First consider the process of mixing two containers of gases. Each container has two different gases: container #1 has $n_{1A}$ mole of gas A and $n_{1B}$ mole of gas B. Similarly container #2 has $n_{2A}$ mole of gas A and $n_{2B}$ mole of gas B. The mole fraction of gas A in container #1 is $x_{1A}=n_{1A}/n_1$ , where $n_1=n_{1A}+n_{1B}$ is the total amount of gas in that container. Similarly we can define $x_{1B}=n_{1B}/n_1$ , $x_{2A}=n_{2A}/n_2$ and $x_{2B}=n_{2B}/n_2$ . Note that $x_{1B}=1-x_{1A}$ and $x_{2B}=1-x_{2A}$ .

The total amount of gas is $n=n_1+n_2$ , made up of gas A of amount $n_A=n_{1A}+n_{2A}$ and gas B of amount $n_B=n_{1B}+n_{2B}$ . The corresponding mole fractions are $x_A=n_A/n$ and $x_B=n_B/n$ . The pressure $p$ and the temperature $T$ is the same for both containers.

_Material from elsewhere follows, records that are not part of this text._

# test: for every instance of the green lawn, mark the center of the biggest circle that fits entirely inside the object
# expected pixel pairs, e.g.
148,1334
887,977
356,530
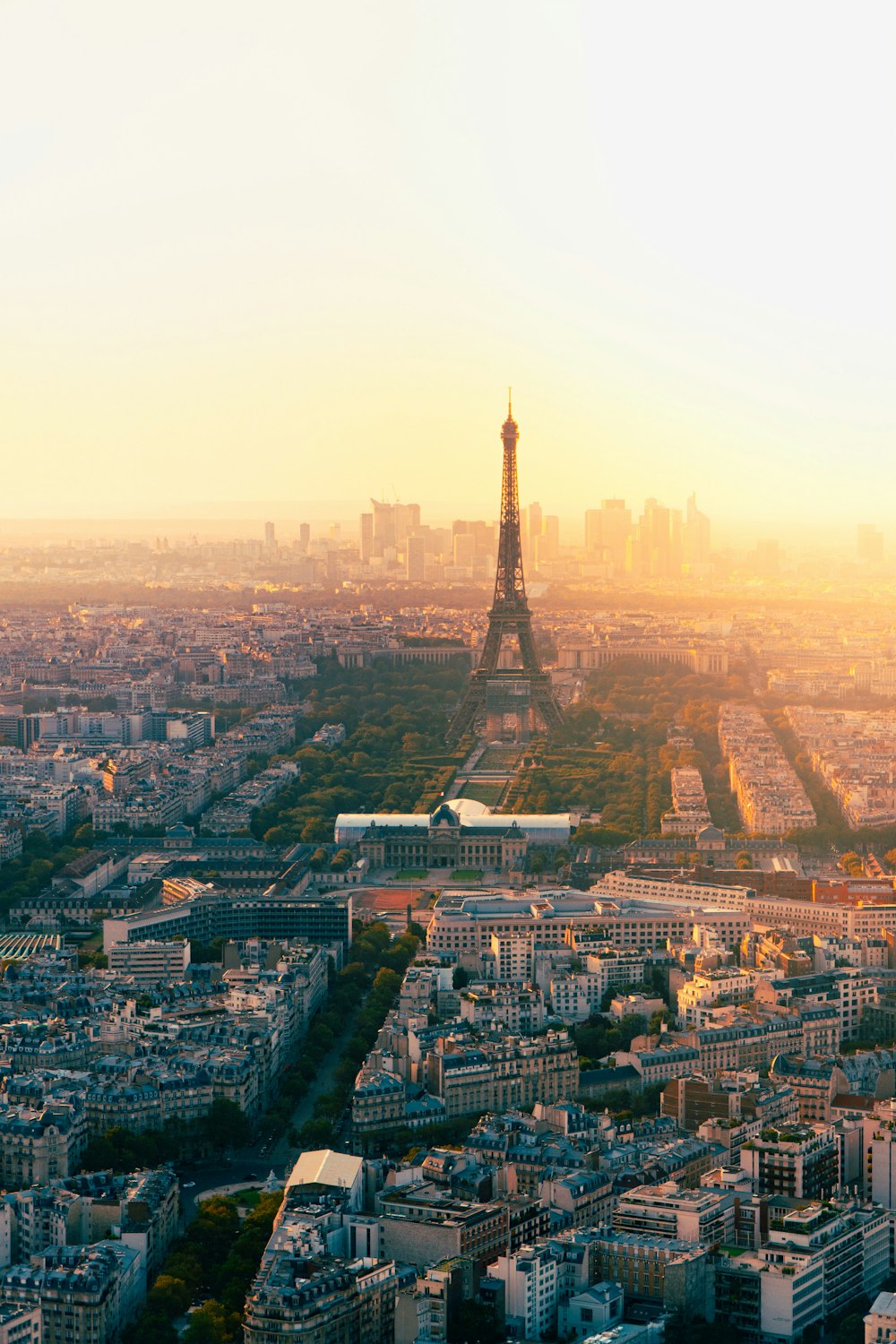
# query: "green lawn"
487,792
498,758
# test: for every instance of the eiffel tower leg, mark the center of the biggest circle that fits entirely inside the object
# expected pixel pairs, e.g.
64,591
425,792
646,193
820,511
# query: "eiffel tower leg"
466,714
551,712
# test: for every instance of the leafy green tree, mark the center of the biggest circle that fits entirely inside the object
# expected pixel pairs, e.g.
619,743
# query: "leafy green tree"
226,1125
212,1322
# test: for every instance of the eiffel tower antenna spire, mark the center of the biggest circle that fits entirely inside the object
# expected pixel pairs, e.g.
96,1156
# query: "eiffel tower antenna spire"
522,693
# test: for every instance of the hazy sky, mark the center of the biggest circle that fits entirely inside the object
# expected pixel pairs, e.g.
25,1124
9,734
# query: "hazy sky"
297,250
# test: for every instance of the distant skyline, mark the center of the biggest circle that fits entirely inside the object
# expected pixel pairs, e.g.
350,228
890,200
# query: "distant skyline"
298,253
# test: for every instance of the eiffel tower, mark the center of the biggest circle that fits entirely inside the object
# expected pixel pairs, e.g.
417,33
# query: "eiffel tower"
495,693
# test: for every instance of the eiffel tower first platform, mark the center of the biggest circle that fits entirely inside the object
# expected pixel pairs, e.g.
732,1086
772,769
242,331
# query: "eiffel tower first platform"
508,698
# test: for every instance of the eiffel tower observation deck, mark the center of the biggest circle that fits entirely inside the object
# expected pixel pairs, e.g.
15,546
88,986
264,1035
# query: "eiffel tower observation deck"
508,698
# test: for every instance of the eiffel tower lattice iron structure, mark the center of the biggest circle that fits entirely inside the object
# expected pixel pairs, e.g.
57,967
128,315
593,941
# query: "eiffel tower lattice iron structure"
497,693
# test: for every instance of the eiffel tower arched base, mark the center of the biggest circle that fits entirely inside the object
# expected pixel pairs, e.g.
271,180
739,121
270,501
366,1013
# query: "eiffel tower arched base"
492,699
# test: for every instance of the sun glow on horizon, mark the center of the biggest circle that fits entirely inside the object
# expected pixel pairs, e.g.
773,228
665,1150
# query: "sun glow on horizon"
300,253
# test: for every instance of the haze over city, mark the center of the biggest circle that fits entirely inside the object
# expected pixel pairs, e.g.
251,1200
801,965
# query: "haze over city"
300,258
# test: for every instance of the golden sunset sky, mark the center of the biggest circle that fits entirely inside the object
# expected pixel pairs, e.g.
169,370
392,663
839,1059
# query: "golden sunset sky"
296,252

In the process of mixing the components expand into the volume available to them in the new, joint space, and according to textbooks the entropy production per unit amount of gas in each process is

$\Delta S = nR \ln p_i/p_f$

where $p_i$ and $p_f$ are the initial and final partial pressure of the gas. The partial pressures scale with the mole fractions. For example, if we consider $n_{1A}$ it has an initial partial pressure of $p_i=p x_{1A}$ and final partial pressure of $p_f= p x_A$ , so the entropy production is $n_{1A} [\ln x_{1A}/x_A]$ . Adding up all terms:

$\Delta S_{tot}/R = n_{1A} \ln x_{1A}/x_A + n_{2A} \ln x_{2A}/x_A + n_{1B} \ln x_{1B}/x_B + n_{2B} \ln x_{2B}/x_B$

This is a general formula for mixing two containers of two component gases. Let us take the limit of $n_{2A}>>n_{1A}$ , $n_{2B}>>n_{1B}$ . In this case the composition of the gas in the larger container (#2) does not change and $n_{2A} =n_{2}$ , $n_{2B} =n_{2}$ , and the corresponding logarthmic terms are equal to zero. We get

$\Delta S_{tot}/R = n_{1A} \ln x_{1A}/x_A + n_{1B} \ln x_{1B}/x_B$

Using $x_{1A}=0.1$ mole (for CO $_2$ ), $x_{1B}=0.9$ mole (for air) in the smoke and $x_{2A}=4 \times 10^{-4}$ mole (for CO $_2$ ), $x_{2B}=1$ mole for the outside atmosphere we get

$\Delta S = 3.81$ J/K